MPEG Audio FAQ

MPEG-7: description of meta-information on sound


Overview of MPEG-7 Audio

What does MPEG-7 standardize?

It is officially called "Multimedia Content Description Interface", a means of providing meta-data for multimedia. MPEG-7 focusses on two different work items in this context:

For the second work item, MPEG-7 is not restricting itself to traditional "card catalogue" descriptions (e.g. Dublin Core) of video and/or audio material but also develops descriptions that require (human or automatic) content analysis of multimedia material and are able to grasp information on structural and semantic content. MPEG-7 does not standardize extraction algorithms but only focusses on the specifications of outcomes of such algorithms. However, in developing the standard, MPEG will develop tools for creating descriptions to prove their effectiveness, and these tools may be extraction algorithms. They will not be part of the standard, or "normative," however.

What is the relationship to previous MPEG efforts?

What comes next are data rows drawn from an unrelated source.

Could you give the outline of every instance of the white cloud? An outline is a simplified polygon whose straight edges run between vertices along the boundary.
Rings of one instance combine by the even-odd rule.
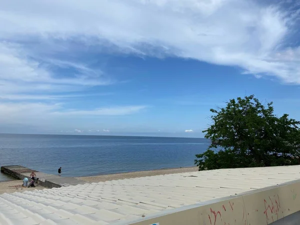
[[[52,64],[60,67],[66,65],[76,72],[67,78],[60,77],[40,60],[32,58],[20,44],[0,42],[0,98],[36,99],[40,97],[29,94],[82,90],[86,86],[112,82],[104,78],[102,72],[83,64],[58,60],[52,60]],[[16,94],[18,96],[13,95]]]
[[[124,116],[134,114],[146,108],[146,106],[132,106],[97,108],[92,110],[68,110],[53,112],[60,116]]]
[[[22,122],[40,126],[60,124],[62,121],[72,118],[86,116],[124,116],[140,112],[146,109],[143,106],[110,107],[90,110],[70,110],[62,104],[28,102],[0,102],[0,123]]]
[[[84,130],[78,130],[78,129],[75,129],[74,130],[74,131],[76,133],[83,133],[84,132]]]
[[[50,40],[76,40],[98,50],[105,43],[110,50],[160,57],[174,54],[239,66],[249,73],[275,76],[287,82],[300,84],[298,48],[286,48],[290,43],[288,38],[298,28],[296,22],[300,12],[280,7],[250,0],[87,0],[76,3],[54,0],[34,4],[12,0],[2,2],[0,35],[12,40],[38,37],[40,44],[47,46],[52,42]],[[58,48],[62,50],[70,50],[65,46]],[[8,56],[2,56],[0,60],[18,66],[18,72],[13,72],[12,76],[18,78],[16,74],[22,71],[23,80],[41,76],[43,80],[58,82],[40,68],[38,62],[26,58],[27,53],[22,57],[16,56],[18,52],[6,54]],[[2,70],[9,69],[4,64]],[[77,68],[90,70],[84,65]],[[64,82],[83,80],[93,83],[80,78]]]
[[[191,133],[192,132],[194,132],[194,130],[184,130],[184,132],[186,132],[186,133]]]

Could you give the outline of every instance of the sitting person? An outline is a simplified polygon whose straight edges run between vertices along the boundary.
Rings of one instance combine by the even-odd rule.
[[[34,171],[32,171],[32,173],[30,174],[30,177],[32,180],[36,180],[36,175]]]
[[[23,179],[23,186],[28,186],[28,178],[25,178]]]

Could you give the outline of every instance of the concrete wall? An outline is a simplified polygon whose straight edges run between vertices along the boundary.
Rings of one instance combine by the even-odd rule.
[[[300,180],[160,212],[132,225],[300,224]]]

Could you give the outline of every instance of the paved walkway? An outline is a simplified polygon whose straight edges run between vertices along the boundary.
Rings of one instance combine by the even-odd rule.
[[[23,180],[25,177],[30,180],[29,176],[32,171],[35,172],[36,177],[40,179],[40,185],[46,188],[60,188],[86,182],[76,178],[45,174],[18,165],[1,166],[1,172],[19,180]]]

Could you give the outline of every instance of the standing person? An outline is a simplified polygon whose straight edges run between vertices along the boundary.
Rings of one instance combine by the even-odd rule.
[[[32,173],[30,174],[30,177],[32,180],[36,180],[36,175],[34,171],[32,171]]]
[[[23,179],[23,186],[28,186],[28,178],[25,178]]]
[[[58,168],[58,176],[60,176],[60,174],[62,174],[62,166]]]

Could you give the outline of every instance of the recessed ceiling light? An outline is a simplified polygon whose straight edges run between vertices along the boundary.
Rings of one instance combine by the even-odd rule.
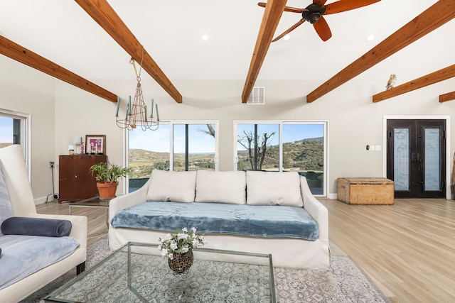
[[[366,39],[365,39],[365,40],[367,42],[370,42],[370,41],[373,41],[374,38],[375,38],[375,35],[371,34],[371,35],[368,35],[368,36],[367,37]]]

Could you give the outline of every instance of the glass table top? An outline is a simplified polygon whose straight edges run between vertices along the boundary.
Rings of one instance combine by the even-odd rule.
[[[45,302],[276,302],[272,255],[208,248],[193,255],[191,268],[175,275],[158,244],[128,243]]]

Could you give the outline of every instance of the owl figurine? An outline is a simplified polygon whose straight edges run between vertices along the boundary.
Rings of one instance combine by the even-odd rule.
[[[395,84],[396,82],[397,82],[397,76],[395,76],[395,74],[390,75],[390,77],[389,78],[389,81],[387,81],[387,86],[385,87],[385,89],[387,90],[392,88],[393,86]]]

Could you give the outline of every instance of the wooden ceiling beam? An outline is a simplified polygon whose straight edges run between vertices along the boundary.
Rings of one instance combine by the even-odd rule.
[[[146,51],[129,28],[106,0],[75,0],[117,43],[173,98],[182,103],[182,95]]]
[[[410,81],[390,89],[376,94],[373,97],[374,103],[379,102],[386,99],[392,98],[400,94],[405,94],[414,89],[424,87],[428,85],[446,80],[455,77],[455,65],[449,66],[437,72],[432,72],[425,76]]]
[[[439,0],[306,96],[313,102],[455,18],[455,1]]]
[[[0,53],[101,98],[117,102],[117,95],[0,35]]]
[[[255,86],[264,59],[267,53],[273,35],[275,33],[279,19],[284,11],[287,0],[268,0],[264,11],[261,27],[257,35],[256,45],[250,63],[250,70],[243,87],[242,102],[247,103]]]
[[[455,92],[449,92],[439,95],[439,102],[446,102],[448,101],[455,100]]]

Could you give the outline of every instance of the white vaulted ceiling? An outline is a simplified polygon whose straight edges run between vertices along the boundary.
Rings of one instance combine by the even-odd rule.
[[[245,81],[264,13],[257,2],[108,0],[171,82]],[[289,0],[287,5],[304,8],[311,2]],[[333,36],[326,42],[305,23],[289,40],[272,43],[257,80],[322,84],[436,2],[382,0],[327,15]],[[300,18],[284,12],[274,36]],[[395,73],[402,83],[453,65],[454,33],[452,20],[358,77],[385,83]],[[2,1],[0,34],[95,83],[134,77],[129,55],[73,1]],[[375,38],[367,42],[370,34]]]

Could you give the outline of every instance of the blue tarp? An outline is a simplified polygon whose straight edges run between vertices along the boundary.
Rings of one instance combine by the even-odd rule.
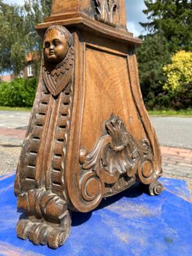
[[[14,179],[0,177],[1,255],[192,255],[192,204],[184,180],[161,178],[165,191],[158,196],[132,187],[92,212],[73,213],[70,236],[54,250],[17,237]]]

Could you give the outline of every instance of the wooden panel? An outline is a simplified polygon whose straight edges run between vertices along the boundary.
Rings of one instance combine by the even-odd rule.
[[[132,99],[126,55],[88,45],[84,70],[81,145],[88,151],[93,148],[112,113],[135,138],[143,139],[146,135]]]
[[[100,1],[101,4],[102,1]],[[124,1],[115,0],[116,9],[113,16],[113,23],[117,28],[126,28],[125,8]],[[107,3],[105,2],[105,4]],[[66,14],[66,13],[83,13],[89,17],[95,19],[95,0],[54,0],[52,6],[51,16],[56,15]],[[107,12],[106,11],[106,12]],[[49,19],[47,19],[47,20]]]

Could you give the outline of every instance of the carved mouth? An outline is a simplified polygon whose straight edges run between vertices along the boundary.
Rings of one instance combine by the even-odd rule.
[[[54,55],[54,51],[52,51],[49,52],[49,56],[51,55]]]

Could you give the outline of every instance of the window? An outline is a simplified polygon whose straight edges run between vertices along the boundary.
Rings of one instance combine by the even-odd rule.
[[[28,77],[33,76],[34,75],[34,67],[33,65],[28,65]]]
[[[18,76],[19,77],[23,77],[23,70],[21,70]]]

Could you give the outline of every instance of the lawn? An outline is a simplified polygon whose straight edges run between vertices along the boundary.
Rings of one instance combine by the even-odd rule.
[[[12,108],[0,106],[0,111],[27,111],[30,112],[31,108]],[[192,108],[188,109],[172,110],[149,110],[148,113],[151,116],[190,116],[192,117]]]
[[[30,112],[31,110],[31,108],[3,107],[0,106],[0,111]]]

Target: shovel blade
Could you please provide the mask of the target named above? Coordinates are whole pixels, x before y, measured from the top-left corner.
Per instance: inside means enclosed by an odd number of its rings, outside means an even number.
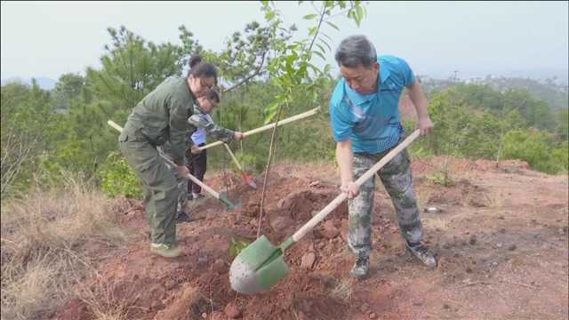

Where MPEG-1 and -2 concentrated almost entirely on compression, MPEG-4 moved to a higher level of abstraction in coding objects and using content-specific techniques for coding content. MPEG-7 moves to an even higher level of abstraction, a cognitive coding, some might say.
In principle, MPEG-1, -2, and -4 are designed to represent the information itself, while MPEG-7 is meant to represent information about the information (although there are areas common between MPEG-4 and -7). Another way of looking at it is that MPEG-1, -2, and -4 made content available. MPEG-7 allows you to describe and thus find the content you need.

What are the general applications for MPEG-7?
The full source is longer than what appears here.